La nuit suivante, le Rabbi parla à nouveau. Il était manifestement très satisfait. « Si vous voulez trouver D.ieu ce Soukkot », dit-il, « vous Le trouverez dansant dans les rues ».
Une nouvelle institution de la vie juive était née – ou plutôt, renaissait. Chaque année depuis lors, des Juifs viennent de tous les quartiers de New York et de la région des trois États pour chanter et danser avec certains des meilleurs ensembles de musique juive à la Sim’hat Beth Hachoéva de Kingston-et-Montgomery. Un petit avant-goût de la célébration du Temple était revenu.
Cette année-là et les années suivantes jusqu’en 1991, le Rabbi s’exprima publiquement chaque nuit de Soukkot.

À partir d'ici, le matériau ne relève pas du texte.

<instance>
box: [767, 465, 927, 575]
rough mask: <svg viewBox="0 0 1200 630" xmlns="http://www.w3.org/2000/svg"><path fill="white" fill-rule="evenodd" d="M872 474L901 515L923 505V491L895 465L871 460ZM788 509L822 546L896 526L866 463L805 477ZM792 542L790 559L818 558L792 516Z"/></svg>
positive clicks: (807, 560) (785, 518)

Un thème récurrent de ces discours était le Ouchpiz, l’invité spécial de la soukka de cette nuit-là. Chaque nuit de Soukkot, le Zohar nous dit qu’un groupe d’invités spéciaux arrive dans chaque soukka, chaque nuit conduit par un membre différent du groupe, commençant par Abraham, finissant par David. Le Rabbi évoqua une autre tradition que le précédent Rabbi, son beau-père, Rabbi Yossef Its’hak Schneersohn, de mémoire bénie, avait révélée, à savoir qu’il existe également un groupe d’Ouchpizine ‘hassidiques. Dans chaque discours, le Rabbi discutait des similitudes et des différences entre l’Ouchpiz du Zohar de cette nuit et l’Ouchpiz ‘hassidique, et surtout, ce que nous devons apprendre d’eux à notre époque.
Les rues de Brooklyn ne sont pas les seules à avoir besoin de cette énergie divine de Sim’hat Beth Hachoéva. Et personne n’a l’exclusivité des Ouchpizine. Partout où se trouve un Juif, il ou elle a une sainte mission d’illuminer les rues avec la lumière de la célébration de la soukka. Et partout où il y a une soukka, deux groupes d’invités célestes nous attendent pour que nous les accueillions avec des chants, des paroles de Torah et des histoires inspirantes à leur sujet, sur Soukkot et sur l’esprit juif.